Tuesday, December 10, 2013

Starting at the Beginning

Father God you created every living thing; every bird, every animal, every plant, every tree, every drop of water, every grain of sand and every human being.  It all begins with you and it all ends with you.  So often we forget to thank you and to honour your for this.  More often though we forget to cherish each day, each breath, each moment.  Life has a way of getting in our way and that is the worst excuse going.  Nothing should stop me from honouring you, nothing should stop me from remembering how I came to be and why I am here.  So often I find myself wandering in prayer.  Why is it so easy for me to wander from you when you have never wandered from me???
Help me God to stay focused and to stay grounded in you.  Help me to never forget the gift that life is, that my life is. I want to be closer to you God but I let so much get in the way.  I am not the servant I want to be, I am not the witness I want to be.  Am I the servant and witness you want me to be?  Change me God if I am not. Keep me focused on you, keep me focused on what it is that you want me to do with my life.  Use me God to better your world, this world that you so freely have given us and we have abused and mistreated it and those in it.  I am your faithful servant and I am trying hard to empty myself of my will so that you can do whatever it is with my life, take me wherever you want me to go.  I need to stop resisting, I need to stop being  a Jonah.  Make your channel God.
Amen

Friday, December 6, 2013

My Identity in You

Oh heavenly Father, today I am processing a devotion on identity...how I view myself and how that gives way to sin.  God I know I need help here.  I view myself as overweight, lacking in self-worth and a failure at times and yet others I view myself with excessive self worth...it makes no sense.  Why can't I just see myself as you see me...perfect, wonderful, beautiful...exactly as you made me.  When I view myself in a negative light then I end up giving way to sinful behaviour.... glutteny, over eating especially poor food choices.  I gossip, I focus on the negatives in others, I put undo attention on myself.  So many things, so many bad choices.
God, please help me to identify myself in you.  Help me to see myself as you see me.  Help me to ward off the negative self talk, the words of the enemy creeping in and making me doubt everything about me. With confidence given by you, not by me, I can do many great things in you.

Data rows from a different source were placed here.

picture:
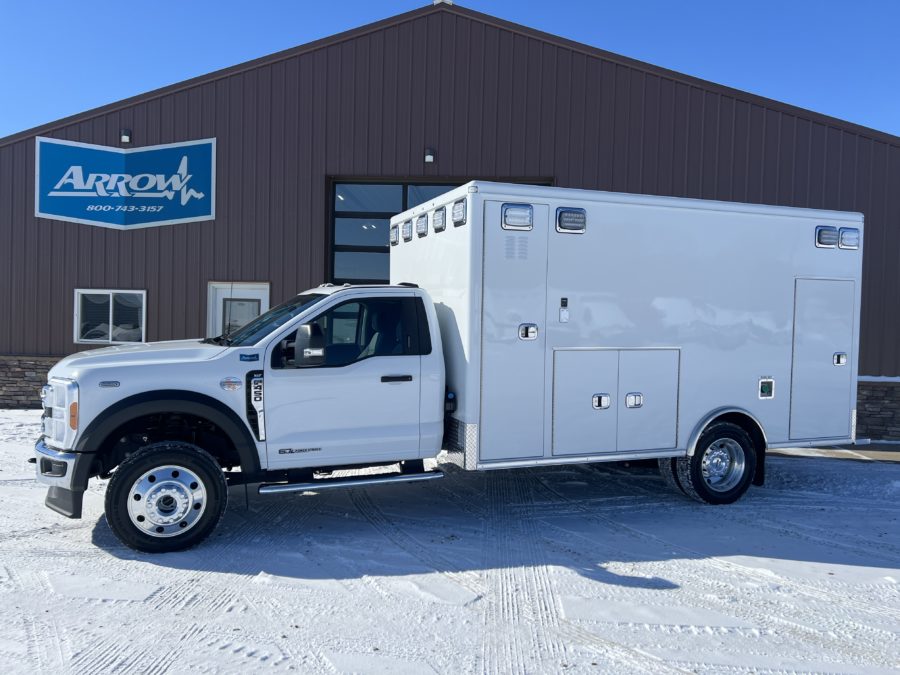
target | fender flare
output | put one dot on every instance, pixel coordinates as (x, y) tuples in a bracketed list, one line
[(173, 401), (718, 412)]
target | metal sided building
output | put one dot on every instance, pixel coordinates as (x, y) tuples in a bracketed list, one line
[(188, 210)]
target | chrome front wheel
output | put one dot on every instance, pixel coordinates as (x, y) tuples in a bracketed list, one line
[(167, 496), (167, 500)]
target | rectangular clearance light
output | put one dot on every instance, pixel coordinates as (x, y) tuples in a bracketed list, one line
[(849, 238), (826, 236), (438, 221), (571, 220), (517, 216), (458, 215)]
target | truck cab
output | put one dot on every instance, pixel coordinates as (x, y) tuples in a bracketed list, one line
[(336, 376)]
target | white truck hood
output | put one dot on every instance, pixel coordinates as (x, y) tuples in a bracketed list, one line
[(136, 354)]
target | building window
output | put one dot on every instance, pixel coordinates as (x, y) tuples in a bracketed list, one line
[(105, 316), (361, 226)]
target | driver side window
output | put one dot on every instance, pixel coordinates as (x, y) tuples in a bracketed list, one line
[(350, 332)]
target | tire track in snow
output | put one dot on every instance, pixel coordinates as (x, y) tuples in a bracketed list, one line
[(849, 643), (508, 505), (430, 558), (801, 587)]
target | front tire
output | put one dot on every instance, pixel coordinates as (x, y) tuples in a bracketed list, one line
[(165, 497), (722, 466)]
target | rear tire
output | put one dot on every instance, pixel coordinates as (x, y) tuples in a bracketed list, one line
[(722, 466), (165, 497)]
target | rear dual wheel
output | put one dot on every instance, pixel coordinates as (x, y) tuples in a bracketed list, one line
[(167, 496), (720, 470)]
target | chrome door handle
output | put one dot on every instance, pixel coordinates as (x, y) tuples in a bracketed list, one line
[(528, 331), (601, 401)]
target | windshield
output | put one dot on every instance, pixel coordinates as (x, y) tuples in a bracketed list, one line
[(264, 324)]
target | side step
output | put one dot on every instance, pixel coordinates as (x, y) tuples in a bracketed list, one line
[(361, 481)]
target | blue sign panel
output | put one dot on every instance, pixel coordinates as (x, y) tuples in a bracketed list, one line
[(125, 188)]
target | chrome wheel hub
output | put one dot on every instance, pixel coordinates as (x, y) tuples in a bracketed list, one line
[(722, 464), (166, 501)]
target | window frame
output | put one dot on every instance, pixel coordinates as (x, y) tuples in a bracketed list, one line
[(412, 310), (76, 332)]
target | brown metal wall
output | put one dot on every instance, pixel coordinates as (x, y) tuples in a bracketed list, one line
[(493, 99)]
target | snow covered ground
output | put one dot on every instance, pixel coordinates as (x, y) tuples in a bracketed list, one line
[(575, 569)]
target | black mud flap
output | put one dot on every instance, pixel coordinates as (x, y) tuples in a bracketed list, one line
[(759, 478), (65, 502)]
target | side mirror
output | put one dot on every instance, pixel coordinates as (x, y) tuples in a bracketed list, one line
[(309, 347)]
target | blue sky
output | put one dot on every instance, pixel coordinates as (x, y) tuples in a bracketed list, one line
[(59, 57)]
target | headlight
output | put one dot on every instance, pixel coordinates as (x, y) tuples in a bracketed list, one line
[(60, 399)]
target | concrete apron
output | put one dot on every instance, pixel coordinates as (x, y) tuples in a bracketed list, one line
[(871, 452)]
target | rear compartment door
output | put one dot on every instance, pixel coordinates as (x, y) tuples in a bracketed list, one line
[(648, 399), (513, 335), (821, 378), (585, 391)]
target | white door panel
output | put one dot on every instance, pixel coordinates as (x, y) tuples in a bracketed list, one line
[(319, 416), (820, 388), (585, 391), (648, 399), (512, 379)]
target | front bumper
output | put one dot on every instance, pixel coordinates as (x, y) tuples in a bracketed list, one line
[(66, 474)]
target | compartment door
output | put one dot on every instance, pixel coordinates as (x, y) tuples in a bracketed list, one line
[(821, 376), (585, 391), (512, 362), (648, 399)]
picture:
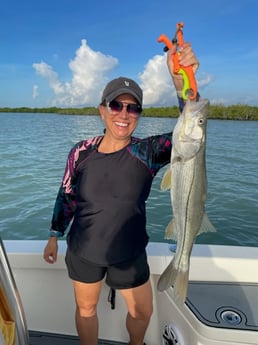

I can be a good servant and witness.
Thank you so much for the person you have made me.  Thank you for the strength you have given me to get healthy, to eat better, to exercise more, to lose the weight that has pulled me down for years.  Please continue to bless me in this way.  Thank you for the gifts of words that I have been blessed with and have shared so freely with others, I know you are using me to help others refocus when grief has torn them down.  And thank you God for my life, for saving me!
I love you Lord Jesus, with all my heart and wish only to be the best servant I can be.
Amen

Thursday, December 5, 2013

Surprises

Oh Heavenly Father; today I am reminded of all the wondrous surprises you present us with.  How often do we think we can predict what will come next, how often do we just coast along in life, going through the motions and never giving it a second thought until something happens to cause us to sit up and take notice.  To take notice of you!
God I am so sorry for missing the purpose of your surprises at times.  I am so sorry for not being patient to wait for them.  I am even more sorry for the times I have just gone through the motions and not given my life and the blessings it is filled with much thought let alone praised you for it.
It is so encouraging to know that you are a surprising God for the surprises are the ways that you break our cycle, especially when it is a cycle of sin.
I want to be open and welcoming to all the surprises you have for me Lord.  Help me to appreciate my life at all times...in the times of surprise and excitement, in the times of sorrow, sadness, strife, and trials and all the times in between when life might seem just abit stagnant and boring.  Help me to see that each and every part is a gift from you.
I want to be your servant Lord, to serve you in all of these times, to not doubt, to be faithful and sure and to be a witness to your amazing love.  Help me Lord, strengthen me Lord, give me patience.
Amen

Wednesday, December 4, 2013

Faith and Patience

Heavenly Father;
So often it is hard for me to be patient and wait for you to answer my prayers.  So often I think I am getting the answer and jump ahead with what my selfish heart wants, convincing myself it is what you want me to do, only to end making mistakes, making the wrong choice, ending up in more troubles instead of less.
When we have faith in you, when we trust you to bring the change, to answer the prayers, to bring the next stage of our life forward instead of rushing ahead without thinking, without being impatient, we are rewarded.
Help, oh God, to be patient.  Help me to be still and listen.  Help me to pray before I act...not just think before I act.  Help me to be a good servant by giving me the much needed patience that is required to hear your voice and feel your guidance.